Blissett: Statistics do not exist without humans, and as such I try to bring a more social/political focus to my courses in quantitative methods. I like to teach, for example, how elements of the statistical approaches to inequality are based on core beliefs about what is right and wrong. I plan on making statistics meaningful and attached to people's own social perspectives so that they can both conduct thorough quantitative analyses and understand the deeper meanings behind common analyses. In addition, I hope to form more connections between the work we do here and those communities around us that might need it.
Meadows: I want to create pathways in and out of programs – to advocate for English learning students – and to focus on inclusion. We have nationalism in the classroom. What is American Culture? How do you teach it? The answer is, it depends on who you are or who you ask. My ancestors survived the Wyoming Massacre.

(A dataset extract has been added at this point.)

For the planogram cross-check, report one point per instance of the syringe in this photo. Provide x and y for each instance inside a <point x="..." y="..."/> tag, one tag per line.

Had they not, I wouldn't be here.
Reid: My goal is to learn from a variety of people in the College, the University, and the surrounding areas, as well as work with current and aspiring teachers and school leaders to support their development as educators.
All work and no play can make anyone dull, and professors are no exception. Therefore, in an attempt to get to know them better, each were asked what they enjoyed doing in their spare time.
Adjapong: As if you could not tell already, I am a very big music enthusiast!
Blissett: I really enjoy comedy, and I also participated in the local comedy scene while I was in graduate school, including performances in stand up and sketch comedy and a lot of work in improvisation. One of the fringe benefits of moving to the New York City area will my proximity to comedy clubs and such. One day, I actually want to see Saturday Night Live – live!
Meadows: I always loved Japanese culture, and am a fan of anime and martial arts. I’ve studied different martial arts in the past.
Reid: I am a sports enthusiast and am very excited to attend various events at Seton Hall. I enjoy playing golf, spending time with my family and running with my dogs.
The College of Education and Human Services welcomes these four distinctive faculty members to the Seton Hall community. If early predictors are any indication, consider registering for their courses at your first opportunity. It would be unfortunate if you were excluded.